Please add ref: Kirchhoff, H. et al. Dynamic control of protein diffusion within the granal thylakoid lumen. Proc. Natl Acad. Sci. USA 108, 20248-20253 (2011).

Thank you for this suggestion. The reference has been added.

(3) Please add to the supplemental figures a raw data and a processed image with AI denoising.

Denoising results differ between the tomograms. Below we provide an example of a significant improvement in signal to noise ratio in a denoised tomogram. On the left is a raw tomogram reconstructed using a standard approach: weighted back projection using etomo program from the IMOD package. On the right is the same tomogram denoised using cryoCARE, which performs a noise comparison between odd and even frames that were used to reconstruct the tomogram on the left. Below is a zoom in into the slices from the first row, highlighting the differences. The same approach was used for all the tomograms used in the figures. Please also see the Data deposition statement below (and the Data deposition section in the paper) that we hope fulfills the Reviewers request. All raw and denoised data, as well as segmentations and picked particle positions, are publicly available.

“Data deposition statement

The raw data consists of micrographs (frames) used to reconstruct each tomogram, acquisition parameters file (.mdoc) for each tomogram and reference images of the microscope camera: 273.7 GB in total. Following the current standard in the cryo-EM field, all images used to generate figures in the manuscript (AI-denoised tomograms and corresponding segmentations) have been deposited in the Electron Microscopy Data Base (EMDB) and are available under accession codes EMD-5243 through EMD-5248). They can be accessed here: https://www.ebi.ac.uk/emdb/EMD-52542. Additionally, all raw files (including tomograms used only for analysis), all used denoised tomographic volumes and unaltered membrane segmentations have been deposited onto the public EMPIAR server (www.ebi.ac.uk/empiar) and are available under the accession code EMPIAR-12612. Finally, positions of PSII particles used in the study, segmented single membrane instances and membrane meshes are available at: 10.5281/zenodo.15090119. All this data will be linked to (and is searchable by) the EMDB depositions and to manuscript DOI. Accession numbers to the data are added in the “Data availability” section of the manuscript.”

Author response image 1.

Results of tomogram denoising. An example tomogram from the dataset. Top row: on the left is a 5-slice average of the tomographic volume reconstructed using weighted back projection method. On the right is a single tomographic slice of the same tomographic volume denoised using cryoCARE program. Bottom row: zoom-ins into the corresponding tomographic slices from the top row. All images were recorded using 3dmod from the IMOD package.

Additional modifications:

Following other comments and suggestions, we have included following additions to the manuscript:

Figure 4 – figure supplement 1. Its aim is to better explain the methodology behind thylakoid width measurements. The methods section concerning this figure has been slightly modify to match this addition.

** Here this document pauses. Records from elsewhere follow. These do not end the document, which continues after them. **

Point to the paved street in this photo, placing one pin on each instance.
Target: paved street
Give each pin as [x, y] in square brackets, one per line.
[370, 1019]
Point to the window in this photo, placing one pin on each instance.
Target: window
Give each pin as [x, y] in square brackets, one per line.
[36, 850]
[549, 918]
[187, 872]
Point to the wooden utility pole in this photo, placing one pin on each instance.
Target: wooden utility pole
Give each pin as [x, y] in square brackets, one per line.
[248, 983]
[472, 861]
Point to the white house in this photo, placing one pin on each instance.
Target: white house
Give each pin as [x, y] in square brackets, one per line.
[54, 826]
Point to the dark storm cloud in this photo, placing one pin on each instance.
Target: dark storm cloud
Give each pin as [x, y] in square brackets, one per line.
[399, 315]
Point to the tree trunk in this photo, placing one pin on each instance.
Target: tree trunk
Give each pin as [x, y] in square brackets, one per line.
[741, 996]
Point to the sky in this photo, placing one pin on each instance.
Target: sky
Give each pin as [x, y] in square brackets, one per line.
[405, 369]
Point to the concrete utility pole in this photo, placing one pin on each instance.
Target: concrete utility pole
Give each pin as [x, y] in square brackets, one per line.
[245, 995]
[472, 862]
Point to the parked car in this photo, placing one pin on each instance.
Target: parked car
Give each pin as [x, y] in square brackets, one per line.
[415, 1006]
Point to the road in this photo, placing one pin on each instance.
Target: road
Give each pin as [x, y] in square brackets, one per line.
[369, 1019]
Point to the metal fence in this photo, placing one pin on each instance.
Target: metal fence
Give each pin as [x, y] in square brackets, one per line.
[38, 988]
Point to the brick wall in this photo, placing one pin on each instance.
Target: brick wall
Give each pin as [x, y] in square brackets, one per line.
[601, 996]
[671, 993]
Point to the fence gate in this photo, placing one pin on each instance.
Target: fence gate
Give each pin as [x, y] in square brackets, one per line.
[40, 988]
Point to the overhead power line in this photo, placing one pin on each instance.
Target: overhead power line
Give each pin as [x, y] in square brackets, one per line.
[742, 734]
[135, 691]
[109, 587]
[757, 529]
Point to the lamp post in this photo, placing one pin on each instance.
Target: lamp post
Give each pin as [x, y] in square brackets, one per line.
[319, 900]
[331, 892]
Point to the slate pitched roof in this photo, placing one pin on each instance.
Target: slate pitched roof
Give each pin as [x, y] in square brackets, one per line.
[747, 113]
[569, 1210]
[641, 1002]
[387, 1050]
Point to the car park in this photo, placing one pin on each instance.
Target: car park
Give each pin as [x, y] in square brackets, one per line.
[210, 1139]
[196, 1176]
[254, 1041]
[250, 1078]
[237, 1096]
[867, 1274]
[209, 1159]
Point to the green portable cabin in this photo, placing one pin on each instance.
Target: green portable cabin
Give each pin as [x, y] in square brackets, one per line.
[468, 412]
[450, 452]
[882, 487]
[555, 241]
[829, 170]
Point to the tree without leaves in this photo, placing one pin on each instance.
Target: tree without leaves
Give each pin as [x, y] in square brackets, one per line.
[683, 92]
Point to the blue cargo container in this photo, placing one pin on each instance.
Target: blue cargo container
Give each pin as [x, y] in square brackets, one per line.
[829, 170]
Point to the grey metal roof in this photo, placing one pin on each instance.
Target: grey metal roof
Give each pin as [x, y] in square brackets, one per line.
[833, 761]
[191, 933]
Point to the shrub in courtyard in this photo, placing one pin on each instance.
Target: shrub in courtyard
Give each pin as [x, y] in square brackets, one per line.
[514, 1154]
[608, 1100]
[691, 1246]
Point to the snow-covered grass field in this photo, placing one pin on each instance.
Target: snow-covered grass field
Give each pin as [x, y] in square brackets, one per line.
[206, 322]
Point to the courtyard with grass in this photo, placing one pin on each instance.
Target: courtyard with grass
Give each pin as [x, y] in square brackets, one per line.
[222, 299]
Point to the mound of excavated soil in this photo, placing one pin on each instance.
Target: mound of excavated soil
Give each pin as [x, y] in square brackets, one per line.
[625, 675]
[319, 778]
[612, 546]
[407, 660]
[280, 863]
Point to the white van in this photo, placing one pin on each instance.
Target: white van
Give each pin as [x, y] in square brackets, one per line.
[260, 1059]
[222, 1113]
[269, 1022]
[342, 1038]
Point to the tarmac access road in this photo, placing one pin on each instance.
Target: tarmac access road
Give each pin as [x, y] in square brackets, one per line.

Figure 1 – video supplement 1. Overview of a chloroplast tomogram and segmentations the thylakoid and chloroplast envelope membranes.

Figure 3 – video supplement 1. Chloroplast stroma and top views of the thylakoid network, with stromal lamellae connecting the grana.

Figure 8 – video supplements 1 and 2. These tomographic views highlight the organization of PSII particles in thylakoids from intact and broken chloroplasts.